A recuperação do verde e amarelo e da camisa da seleção brasileira de futebol pela Parada LGBTQIA+ de São Paulo foi uma dessas estratégias espertas que dificilmente seriam bem-sucedidas no campo das manifestações partidárias ou ideológicas de esquerda. Já de início, um motivo para isso me ocorre: a forte presença do humor, da descontração e do espírito de diversidade, características do universo gay, é alheia ao mundo da polarização e do identitarismo político-ideológico.
Mesmo quando alguns setores da esquerda ensaiaram retirar do bolsonarismo a camiseta amarela, sempre se procurou acrescentar algum elemento em vermelho, a lembrar a cor do PT e dos partidos deste espectro.
No caso da parada, tudo começou no glorioso show da cantora Madonna nas areias de Copacabana, no início de maio. É comum, faz tempo, que artistas estrangeiros usem a camiseta e acenem a bandeira do Brasil quando aqui se apresentam em grandes eventos. A plateia brasileira é mundialmente conhecida por ser calorosa e o país tem vocação festiva e cultura rica e fascinante. Futebol e música estão no abre-alas de nosso soft power global.
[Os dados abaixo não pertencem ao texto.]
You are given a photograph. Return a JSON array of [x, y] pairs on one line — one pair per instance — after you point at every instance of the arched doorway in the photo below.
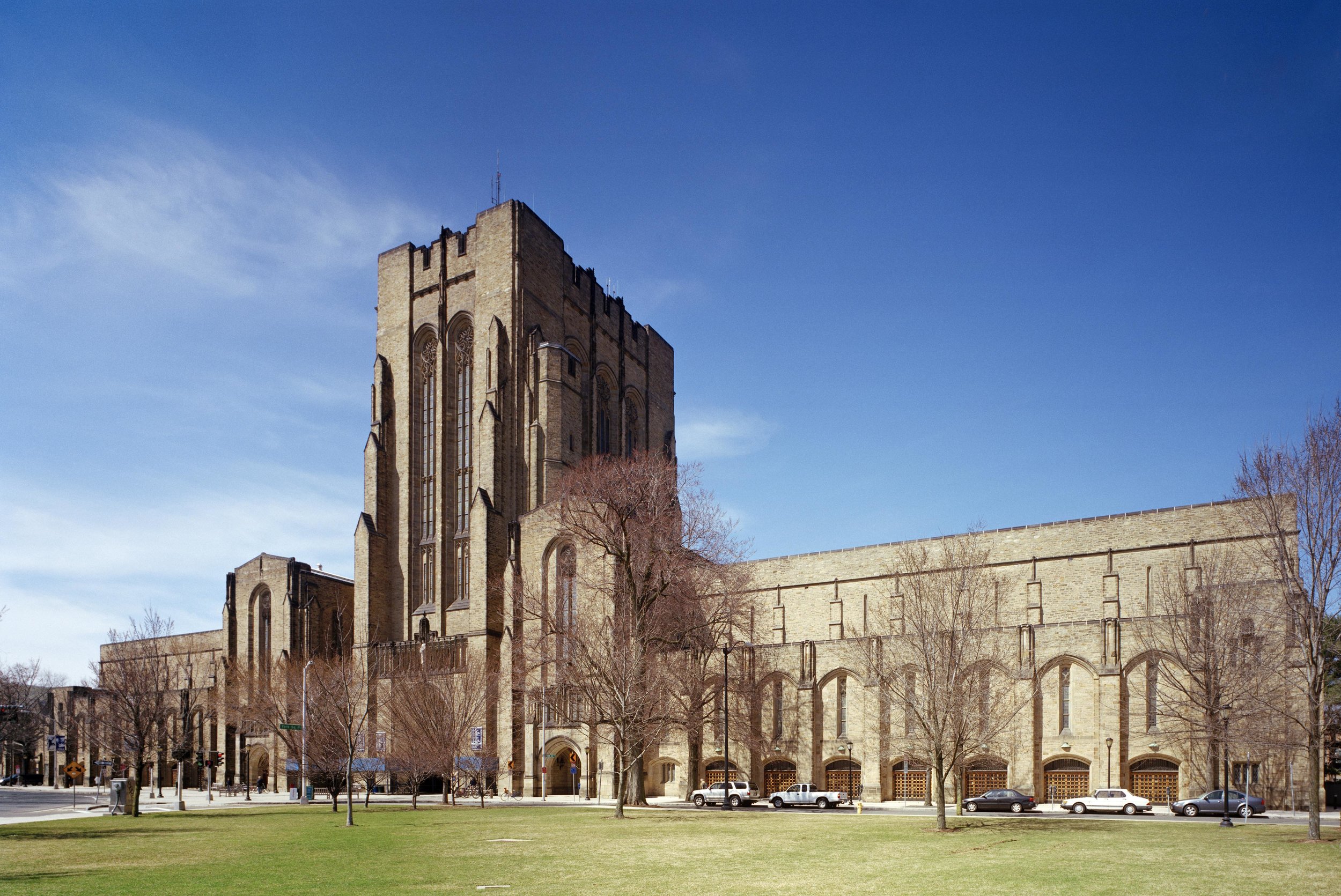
[[1065, 779], [1156, 780], [565, 773], [910, 780], [778, 774], [985, 774], [844, 774], [259, 771], [660, 777], [715, 773]]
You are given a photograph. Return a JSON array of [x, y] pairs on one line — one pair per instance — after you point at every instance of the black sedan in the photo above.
[[1001, 801], [1213, 804]]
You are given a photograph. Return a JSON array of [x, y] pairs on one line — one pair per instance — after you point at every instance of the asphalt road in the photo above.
[[1269, 819], [36, 803]]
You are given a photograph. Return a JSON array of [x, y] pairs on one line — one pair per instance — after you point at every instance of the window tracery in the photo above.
[[602, 418]]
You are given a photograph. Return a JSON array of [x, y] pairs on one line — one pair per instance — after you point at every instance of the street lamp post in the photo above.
[[726, 722], [302, 798], [1225, 758], [726, 726]]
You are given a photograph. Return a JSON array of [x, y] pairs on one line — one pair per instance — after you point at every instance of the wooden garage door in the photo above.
[[778, 776], [1156, 787], [844, 776], [911, 785], [1063, 785], [983, 780]]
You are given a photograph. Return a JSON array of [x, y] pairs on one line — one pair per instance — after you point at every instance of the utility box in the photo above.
[[117, 797]]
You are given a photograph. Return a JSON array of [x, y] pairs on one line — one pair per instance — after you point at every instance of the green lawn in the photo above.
[[568, 851]]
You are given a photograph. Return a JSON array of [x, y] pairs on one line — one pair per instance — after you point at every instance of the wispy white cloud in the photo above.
[[179, 215], [709, 434], [73, 565]]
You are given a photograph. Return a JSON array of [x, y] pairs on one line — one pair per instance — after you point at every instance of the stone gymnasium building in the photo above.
[[499, 362]]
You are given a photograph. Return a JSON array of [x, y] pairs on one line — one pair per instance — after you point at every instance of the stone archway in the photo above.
[[565, 772], [259, 771]]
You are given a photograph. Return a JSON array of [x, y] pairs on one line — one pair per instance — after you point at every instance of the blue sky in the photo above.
[[924, 266]]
No caso do esporte bretão, o mundo admirou-se com a habilidade e as artimanhas que o jogo aqui acabou incorporando, notadamente a partir do final da década de 1950. As vitórias em 1958 e 1962, e o tricampeonato na Copa de 1970, sob o signo do rei Pelé, envolveram o futebol brasileiro numa aura cool, frequentemente associada aos volteios e voleios da arte e da poesia. O uniforme do Tri virou clássico fashion mundo afora.
Ocorre que vivíamos naquele momento o período mais sombrio da ditadura militar. Ao mesmo tempo, o boom de crescimento do chamado "milagre econômico" potencializava o ufanismo do regime. Eram os tempos da marchinha "Eu Te Amo Meu Brasil", do slogan "Ame-o ou deixe-o" e de outras patacoadas cívico-militares que serviam para encobrir a repressão política e a superexploração dos trabalhadores.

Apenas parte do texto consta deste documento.